After the renovation of the clinical department and the set up of the isolation boxes, a new generation MRI device arrived in September, which represents a next step towards providing the highest level of veterinary care for horses and to those competing in equestrian sports.
“This is a huge opportunity for us,” stressed Dr Péter Sótonyi rector – since with the arrival of the new MRI, not only a device became available at our university, but we also have the appropriate intellectual sources to operate it.
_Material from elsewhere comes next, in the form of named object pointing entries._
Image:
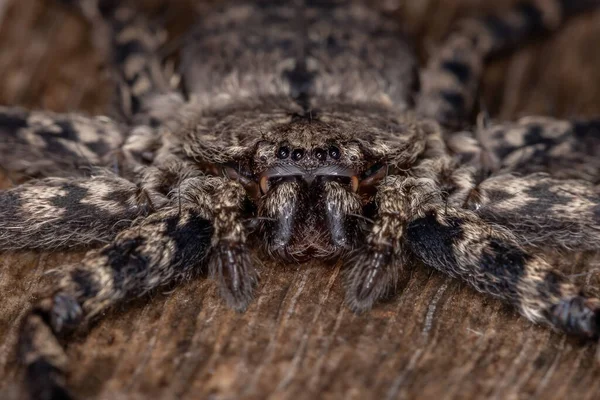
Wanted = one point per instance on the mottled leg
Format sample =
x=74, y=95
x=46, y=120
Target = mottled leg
x=133, y=44
x=62, y=213
x=564, y=149
x=230, y=263
x=451, y=78
x=541, y=211
x=39, y=144
x=166, y=247
x=490, y=259
x=374, y=268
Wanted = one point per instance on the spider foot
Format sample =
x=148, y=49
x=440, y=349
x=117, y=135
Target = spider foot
x=370, y=276
x=231, y=266
x=46, y=382
x=578, y=316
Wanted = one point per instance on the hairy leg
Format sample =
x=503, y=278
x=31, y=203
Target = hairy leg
x=133, y=44
x=230, y=263
x=540, y=210
x=564, y=149
x=462, y=245
x=61, y=213
x=373, y=269
x=163, y=248
x=451, y=78
x=39, y=144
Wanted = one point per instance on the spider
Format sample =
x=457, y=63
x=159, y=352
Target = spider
x=308, y=129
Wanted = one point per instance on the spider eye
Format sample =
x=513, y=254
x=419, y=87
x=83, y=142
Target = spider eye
x=320, y=154
x=298, y=154
x=283, y=152
x=334, y=152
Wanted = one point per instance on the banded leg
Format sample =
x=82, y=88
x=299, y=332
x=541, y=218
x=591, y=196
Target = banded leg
x=230, y=263
x=451, y=79
x=462, y=245
x=373, y=270
x=564, y=149
x=61, y=213
x=163, y=248
x=541, y=211
x=39, y=144
x=133, y=44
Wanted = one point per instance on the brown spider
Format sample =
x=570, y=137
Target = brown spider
x=307, y=128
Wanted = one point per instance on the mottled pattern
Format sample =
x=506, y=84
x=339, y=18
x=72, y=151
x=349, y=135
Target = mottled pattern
x=38, y=144
x=309, y=151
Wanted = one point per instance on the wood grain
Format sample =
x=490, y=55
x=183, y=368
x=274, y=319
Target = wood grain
x=436, y=339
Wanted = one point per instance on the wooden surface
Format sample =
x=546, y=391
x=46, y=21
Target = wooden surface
x=435, y=339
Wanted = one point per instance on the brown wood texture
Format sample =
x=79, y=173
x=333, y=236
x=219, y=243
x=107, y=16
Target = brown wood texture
x=436, y=339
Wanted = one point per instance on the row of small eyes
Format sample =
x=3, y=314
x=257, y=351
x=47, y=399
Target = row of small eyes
x=320, y=154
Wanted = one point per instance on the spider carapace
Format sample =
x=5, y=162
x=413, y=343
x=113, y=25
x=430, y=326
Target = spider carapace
x=306, y=127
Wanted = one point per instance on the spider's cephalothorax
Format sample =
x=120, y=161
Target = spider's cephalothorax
x=306, y=127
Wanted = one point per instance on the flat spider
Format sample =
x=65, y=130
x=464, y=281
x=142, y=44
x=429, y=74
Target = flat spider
x=306, y=128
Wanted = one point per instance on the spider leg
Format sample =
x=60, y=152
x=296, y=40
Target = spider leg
x=462, y=245
x=133, y=44
x=373, y=269
x=163, y=248
x=451, y=78
x=564, y=149
x=59, y=212
x=541, y=211
x=230, y=263
x=38, y=144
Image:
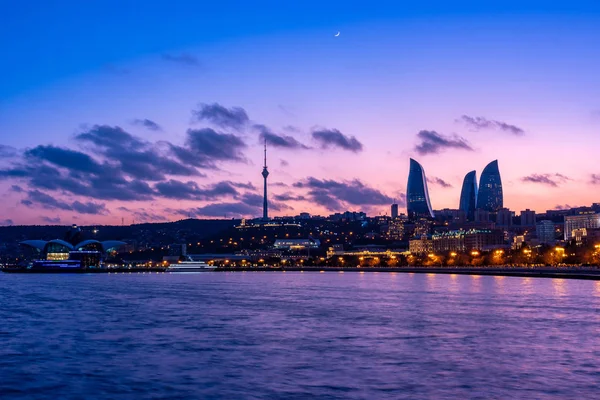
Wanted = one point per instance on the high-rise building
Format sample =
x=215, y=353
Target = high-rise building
x=394, y=210
x=417, y=195
x=545, y=232
x=490, y=197
x=504, y=218
x=265, y=174
x=482, y=215
x=589, y=220
x=528, y=218
x=468, y=195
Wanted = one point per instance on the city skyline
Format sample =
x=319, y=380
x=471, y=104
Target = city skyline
x=163, y=132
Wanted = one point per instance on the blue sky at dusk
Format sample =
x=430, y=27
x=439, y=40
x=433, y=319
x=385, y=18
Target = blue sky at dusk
x=184, y=93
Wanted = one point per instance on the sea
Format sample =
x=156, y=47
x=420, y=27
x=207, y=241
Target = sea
x=294, y=335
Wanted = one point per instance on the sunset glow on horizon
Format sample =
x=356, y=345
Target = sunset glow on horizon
x=163, y=120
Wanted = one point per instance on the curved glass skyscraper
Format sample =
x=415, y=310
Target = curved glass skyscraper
x=490, y=196
x=417, y=195
x=468, y=195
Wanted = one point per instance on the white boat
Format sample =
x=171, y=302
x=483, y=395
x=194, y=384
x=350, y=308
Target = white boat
x=191, y=266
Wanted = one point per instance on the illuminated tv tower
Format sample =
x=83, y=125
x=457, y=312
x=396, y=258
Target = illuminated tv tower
x=265, y=174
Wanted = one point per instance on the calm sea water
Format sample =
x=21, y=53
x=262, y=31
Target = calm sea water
x=297, y=335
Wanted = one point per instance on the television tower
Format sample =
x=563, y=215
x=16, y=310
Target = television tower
x=265, y=174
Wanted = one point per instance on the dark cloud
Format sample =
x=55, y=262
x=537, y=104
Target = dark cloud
x=282, y=141
x=205, y=146
x=288, y=196
x=7, y=151
x=183, y=59
x=50, y=220
x=110, y=185
x=247, y=185
x=216, y=114
x=35, y=197
x=109, y=137
x=191, y=191
x=434, y=143
x=325, y=199
x=478, y=123
x=559, y=207
x=291, y=129
x=134, y=157
x=256, y=200
x=66, y=158
x=439, y=182
x=553, y=180
x=142, y=215
x=330, y=193
x=146, y=123
x=225, y=210
x=330, y=138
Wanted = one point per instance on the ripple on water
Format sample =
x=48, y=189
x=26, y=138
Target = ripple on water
x=297, y=335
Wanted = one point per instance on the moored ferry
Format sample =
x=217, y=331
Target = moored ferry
x=191, y=266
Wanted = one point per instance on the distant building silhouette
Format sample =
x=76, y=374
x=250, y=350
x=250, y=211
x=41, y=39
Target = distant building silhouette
x=417, y=195
x=546, y=232
x=468, y=195
x=265, y=174
x=394, y=211
x=528, y=218
x=490, y=197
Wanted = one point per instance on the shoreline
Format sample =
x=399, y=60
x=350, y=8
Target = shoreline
x=544, y=272
x=558, y=273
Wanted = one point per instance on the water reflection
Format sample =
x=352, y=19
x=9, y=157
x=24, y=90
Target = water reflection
x=559, y=286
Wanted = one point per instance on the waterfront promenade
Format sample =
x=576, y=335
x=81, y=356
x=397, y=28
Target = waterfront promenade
x=591, y=273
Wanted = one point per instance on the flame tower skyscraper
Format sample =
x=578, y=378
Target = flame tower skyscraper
x=265, y=174
x=417, y=195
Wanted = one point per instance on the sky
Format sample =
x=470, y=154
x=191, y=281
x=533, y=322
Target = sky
x=116, y=112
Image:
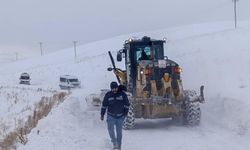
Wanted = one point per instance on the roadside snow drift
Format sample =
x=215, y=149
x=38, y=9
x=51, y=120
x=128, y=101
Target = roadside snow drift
x=214, y=55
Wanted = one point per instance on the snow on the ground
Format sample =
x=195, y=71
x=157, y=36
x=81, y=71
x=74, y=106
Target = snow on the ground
x=215, y=55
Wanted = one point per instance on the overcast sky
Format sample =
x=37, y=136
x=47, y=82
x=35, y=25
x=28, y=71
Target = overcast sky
x=56, y=23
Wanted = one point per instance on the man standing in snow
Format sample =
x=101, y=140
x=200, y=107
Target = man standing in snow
x=116, y=101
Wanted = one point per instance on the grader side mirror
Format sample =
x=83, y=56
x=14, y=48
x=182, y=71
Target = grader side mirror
x=119, y=56
x=109, y=69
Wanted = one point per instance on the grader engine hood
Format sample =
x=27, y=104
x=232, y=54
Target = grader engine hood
x=154, y=77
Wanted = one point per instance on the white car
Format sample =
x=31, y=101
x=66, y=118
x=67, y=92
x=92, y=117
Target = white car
x=24, y=78
x=68, y=82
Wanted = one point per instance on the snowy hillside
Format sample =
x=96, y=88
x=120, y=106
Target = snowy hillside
x=214, y=55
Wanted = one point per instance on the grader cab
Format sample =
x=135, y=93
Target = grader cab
x=154, y=83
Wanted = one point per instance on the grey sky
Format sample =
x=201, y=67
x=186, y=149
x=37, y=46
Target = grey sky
x=56, y=23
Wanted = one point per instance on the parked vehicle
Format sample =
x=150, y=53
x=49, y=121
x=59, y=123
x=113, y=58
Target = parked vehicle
x=68, y=82
x=24, y=78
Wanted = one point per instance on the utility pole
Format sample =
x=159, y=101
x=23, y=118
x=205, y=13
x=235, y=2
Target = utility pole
x=235, y=13
x=16, y=55
x=75, y=48
x=41, y=47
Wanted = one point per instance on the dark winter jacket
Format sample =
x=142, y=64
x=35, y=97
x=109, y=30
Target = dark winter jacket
x=117, y=104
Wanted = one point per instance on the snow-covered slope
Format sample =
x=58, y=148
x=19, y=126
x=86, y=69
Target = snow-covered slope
x=211, y=54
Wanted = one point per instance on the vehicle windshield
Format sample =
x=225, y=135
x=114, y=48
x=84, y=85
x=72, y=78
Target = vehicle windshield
x=153, y=52
x=73, y=80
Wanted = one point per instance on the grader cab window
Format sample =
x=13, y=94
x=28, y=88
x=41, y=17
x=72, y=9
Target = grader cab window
x=148, y=53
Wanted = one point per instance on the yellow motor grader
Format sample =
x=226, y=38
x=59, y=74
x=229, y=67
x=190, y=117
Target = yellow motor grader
x=154, y=84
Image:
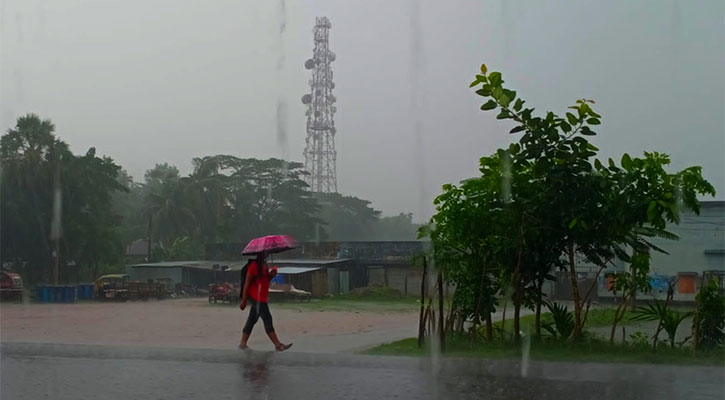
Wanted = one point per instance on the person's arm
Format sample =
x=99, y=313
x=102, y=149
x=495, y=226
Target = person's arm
x=245, y=290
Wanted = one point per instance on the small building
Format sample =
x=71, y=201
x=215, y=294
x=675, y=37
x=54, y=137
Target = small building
x=199, y=274
x=321, y=277
x=351, y=265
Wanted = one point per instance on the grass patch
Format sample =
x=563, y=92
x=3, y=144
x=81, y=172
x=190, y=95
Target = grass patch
x=597, y=317
x=591, y=350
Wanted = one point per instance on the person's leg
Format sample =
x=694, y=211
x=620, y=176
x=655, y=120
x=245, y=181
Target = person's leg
x=269, y=327
x=251, y=320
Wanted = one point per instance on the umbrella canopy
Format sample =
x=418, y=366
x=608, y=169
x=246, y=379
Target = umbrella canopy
x=270, y=244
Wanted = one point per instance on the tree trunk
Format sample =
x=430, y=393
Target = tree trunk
x=575, y=294
x=517, y=322
x=489, y=326
x=618, y=315
x=503, y=316
x=441, y=316
x=538, y=307
x=421, y=322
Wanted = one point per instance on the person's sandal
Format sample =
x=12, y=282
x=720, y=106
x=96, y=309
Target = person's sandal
x=283, y=347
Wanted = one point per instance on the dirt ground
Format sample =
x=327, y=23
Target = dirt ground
x=193, y=323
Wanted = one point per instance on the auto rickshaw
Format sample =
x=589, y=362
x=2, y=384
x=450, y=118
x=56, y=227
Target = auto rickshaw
x=112, y=287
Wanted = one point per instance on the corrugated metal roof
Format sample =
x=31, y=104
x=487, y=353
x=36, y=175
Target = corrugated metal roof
x=237, y=266
x=207, y=265
x=305, y=261
x=296, y=270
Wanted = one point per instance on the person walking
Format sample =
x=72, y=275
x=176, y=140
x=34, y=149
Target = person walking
x=255, y=291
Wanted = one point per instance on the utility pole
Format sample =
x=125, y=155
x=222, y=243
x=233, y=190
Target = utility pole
x=148, y=244
x=320, y=154
x=56, y=223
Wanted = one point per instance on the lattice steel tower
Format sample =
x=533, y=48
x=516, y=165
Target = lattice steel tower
x=320, y=154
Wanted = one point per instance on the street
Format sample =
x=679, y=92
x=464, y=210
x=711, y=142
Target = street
x=37, y=371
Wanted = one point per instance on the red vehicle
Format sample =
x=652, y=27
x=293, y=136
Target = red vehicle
x=222, y=292
x=11, y=286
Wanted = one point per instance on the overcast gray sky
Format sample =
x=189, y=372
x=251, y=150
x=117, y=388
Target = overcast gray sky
x=149, y=81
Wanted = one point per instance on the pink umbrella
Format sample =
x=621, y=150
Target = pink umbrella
x=270, y=244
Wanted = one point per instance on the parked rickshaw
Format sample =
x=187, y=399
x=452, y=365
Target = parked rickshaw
x=112, y=287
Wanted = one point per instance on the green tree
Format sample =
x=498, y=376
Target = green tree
x=43, y=180
x=708, y=326
x=590, y=209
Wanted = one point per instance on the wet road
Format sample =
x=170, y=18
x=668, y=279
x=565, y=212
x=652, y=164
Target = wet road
x=54, y=371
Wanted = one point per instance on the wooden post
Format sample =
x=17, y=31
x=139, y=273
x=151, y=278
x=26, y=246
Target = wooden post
x=421, y=322
x=441, y=312
x=148, y=245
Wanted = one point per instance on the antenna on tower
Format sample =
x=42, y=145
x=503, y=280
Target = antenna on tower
x=320, y=154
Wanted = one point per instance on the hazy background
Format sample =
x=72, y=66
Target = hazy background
x=148, y=81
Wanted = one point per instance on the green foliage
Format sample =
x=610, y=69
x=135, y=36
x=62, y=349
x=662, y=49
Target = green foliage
x=547, y=195
x=563, y=321
x=36, y=166
x=709, y=323
x=639, y=339
x=669, y=319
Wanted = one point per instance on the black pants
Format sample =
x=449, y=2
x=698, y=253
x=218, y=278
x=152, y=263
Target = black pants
x=258, y=309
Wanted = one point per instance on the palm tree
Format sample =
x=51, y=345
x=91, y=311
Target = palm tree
x=171, y=216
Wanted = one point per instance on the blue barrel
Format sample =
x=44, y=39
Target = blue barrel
x=46, y=294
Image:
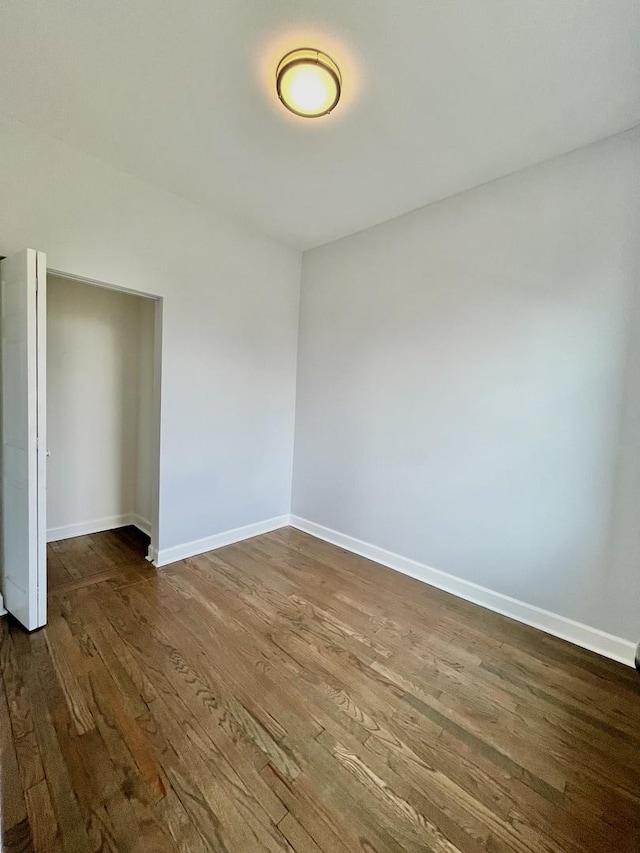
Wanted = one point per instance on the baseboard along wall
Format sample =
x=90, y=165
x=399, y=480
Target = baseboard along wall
x=581, y=635
x=165, y=556
x=84, y=528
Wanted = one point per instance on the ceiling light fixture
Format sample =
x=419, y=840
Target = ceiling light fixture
x=308, y=82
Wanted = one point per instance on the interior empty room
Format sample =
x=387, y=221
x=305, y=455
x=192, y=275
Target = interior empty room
x=320, y=426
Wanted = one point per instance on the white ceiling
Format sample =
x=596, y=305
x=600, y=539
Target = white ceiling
x=439, y=96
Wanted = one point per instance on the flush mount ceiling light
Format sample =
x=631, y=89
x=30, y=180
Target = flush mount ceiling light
x=308, y=82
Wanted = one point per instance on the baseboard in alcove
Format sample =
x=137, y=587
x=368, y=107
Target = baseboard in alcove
x=585, y=636
x=55, y=534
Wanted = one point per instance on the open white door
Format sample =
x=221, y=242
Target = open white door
x=24, y=325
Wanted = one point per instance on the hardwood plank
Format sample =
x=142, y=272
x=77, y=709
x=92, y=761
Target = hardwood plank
x=282, y=694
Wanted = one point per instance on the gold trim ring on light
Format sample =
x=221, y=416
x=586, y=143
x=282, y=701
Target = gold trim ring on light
x=307, y=56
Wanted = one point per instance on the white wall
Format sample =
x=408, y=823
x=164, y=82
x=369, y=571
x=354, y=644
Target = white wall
x=146, y=475
x=99, y=406
x=465, y=378
x=229, y=332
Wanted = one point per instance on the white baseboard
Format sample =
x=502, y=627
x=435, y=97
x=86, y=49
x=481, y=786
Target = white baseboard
x=55, y=534
x=552, y=623
x=165, y=556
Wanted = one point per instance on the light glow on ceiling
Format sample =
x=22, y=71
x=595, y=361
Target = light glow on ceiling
x=308, y=82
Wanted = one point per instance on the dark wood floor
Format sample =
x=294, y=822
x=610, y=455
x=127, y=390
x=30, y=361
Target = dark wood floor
x=281, y=694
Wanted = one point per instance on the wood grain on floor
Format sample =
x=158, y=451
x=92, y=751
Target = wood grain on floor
x=281, y=694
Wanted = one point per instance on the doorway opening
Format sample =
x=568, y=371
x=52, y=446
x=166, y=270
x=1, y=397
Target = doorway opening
x=103, y=423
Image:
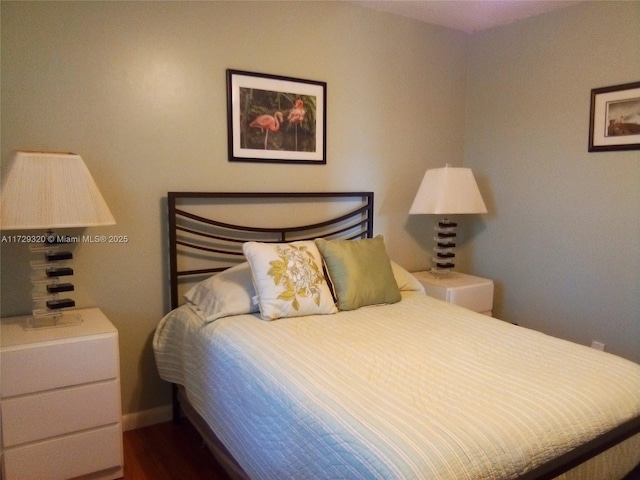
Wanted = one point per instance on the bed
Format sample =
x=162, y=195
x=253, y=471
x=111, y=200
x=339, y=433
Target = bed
x=379, y=381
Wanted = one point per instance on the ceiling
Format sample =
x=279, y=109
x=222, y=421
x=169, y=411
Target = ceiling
x=467, y=15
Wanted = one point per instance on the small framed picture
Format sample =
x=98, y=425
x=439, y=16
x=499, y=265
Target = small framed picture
x=615, y=118
x=276, y=119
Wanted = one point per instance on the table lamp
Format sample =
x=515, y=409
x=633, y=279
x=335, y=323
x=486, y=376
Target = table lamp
x=43, y=191
x=447, y=191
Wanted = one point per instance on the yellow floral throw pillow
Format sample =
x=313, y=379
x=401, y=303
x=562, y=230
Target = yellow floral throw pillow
x=288, y=279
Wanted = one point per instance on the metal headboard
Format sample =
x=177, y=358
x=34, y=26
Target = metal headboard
x=203, y=242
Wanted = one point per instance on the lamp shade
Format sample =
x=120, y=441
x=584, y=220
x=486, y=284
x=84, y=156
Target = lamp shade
x=50, y=190
x=448, y=191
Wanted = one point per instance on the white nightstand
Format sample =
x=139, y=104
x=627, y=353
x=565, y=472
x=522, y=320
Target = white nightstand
x=474, y=293
x=61, y=407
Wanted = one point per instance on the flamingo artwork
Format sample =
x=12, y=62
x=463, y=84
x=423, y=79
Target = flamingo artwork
x=267, y=123
x=296, y=117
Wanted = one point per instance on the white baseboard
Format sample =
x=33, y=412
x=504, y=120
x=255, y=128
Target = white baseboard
x=145, y=418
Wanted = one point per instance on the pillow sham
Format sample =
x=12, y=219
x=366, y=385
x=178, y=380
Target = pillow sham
x=360, y=271
x=229, y=292
x=289, y=279
x=406, y=281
The development of the Clinic does not stop here, in the near future we plan to purchase a CT, an ultrasound and tooth monitoring device, as well as to build a complex system connecting and operating all of our diagnostic devices.
The operation of the new device was described by Dr Annamária Nagy, the specialist in charge of the MRI, who came home from England at the call of the university, where he worked with a similar device for more than a decade. With the standing equine MRI, it is possible to examine the foot, pastern, fetlock, metacarpal/metatarsal, carpal and tarsal regions. It provides detailed information on the soft tissue and bone patterns of the limbs, as well as allows the diagnosis of lesions which is not visible by ultrasound without the unnecessary risk of general anaesthesia.
After the speeches, the MRI device was handed over with a ribbon-cutting ceremony.